Bronze-rated driver Kenny Habul is very supportive of the contingency plan.
The U.S.-based Australian businessman and amateur racing driver was part of the SunEnergy1 Mercedes-AMG crew that finished second overall in 2018 and is now relishing the opportunity to have another crack at outright victory, this time against his fellow Bronzes.
“I think it’s exactly what should have been done,” Habul told Sportscar365.
“I think it’s a great idea and I love it. I think it’s a true reflection of what we have in life.
“There are plenty of drivers like me: I’ve been racing for 30 years and I happen to be a CEO of a large company, and that shouldn’t preclude me from wanting to win outright and to race in these events.

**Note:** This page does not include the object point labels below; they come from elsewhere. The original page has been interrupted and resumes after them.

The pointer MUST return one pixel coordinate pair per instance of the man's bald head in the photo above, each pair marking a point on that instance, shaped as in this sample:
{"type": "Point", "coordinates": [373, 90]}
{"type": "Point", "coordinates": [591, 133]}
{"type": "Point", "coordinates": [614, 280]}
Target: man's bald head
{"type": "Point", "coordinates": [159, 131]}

“It makes it hard if you don’t have something like the rules we have now. I was happy to hear it. It’s a good shot for us.”
Craft-Bamboo Racing team director Darryl O’Young believes the implementation of Pro-Am lineups in the top category will give a different ebb and flow to the racing.
“All the teams will be running with Bronze drivers who need to drive clean, smart races,” he said.
“That gives a fun aspect to this year’s race, adding a different element. Often with the works drivers, they’re all quite similar and consistent.
“It’s always nice to have a couple of changes. Macau has actually been nice going back to local racing. It’s been Pro with the World Cup, but it was a nice aspect to go back to its roots a bit.”
Grove Racing driver Ben Barker, meanwhile, added that amateur drivers “deserve a chance” to compete for the overall prize at the Bathurst 12 Hour.
The Grove squad is the reigning Pro-Am class winner and is now positioned to bid for a greater accolade with the same lineup of Barker, Stephen Grove and Brenton Grove that it fielded in 2020.
“It’s great for the Ams,” Barker told Sportscar365. “And it’s still going to be competitive: just as competitive as a Pro race.
“To have the opportunity to win overall is great for the Ams. They pump a lot of money into this game, and they deserve a chance to go outright.”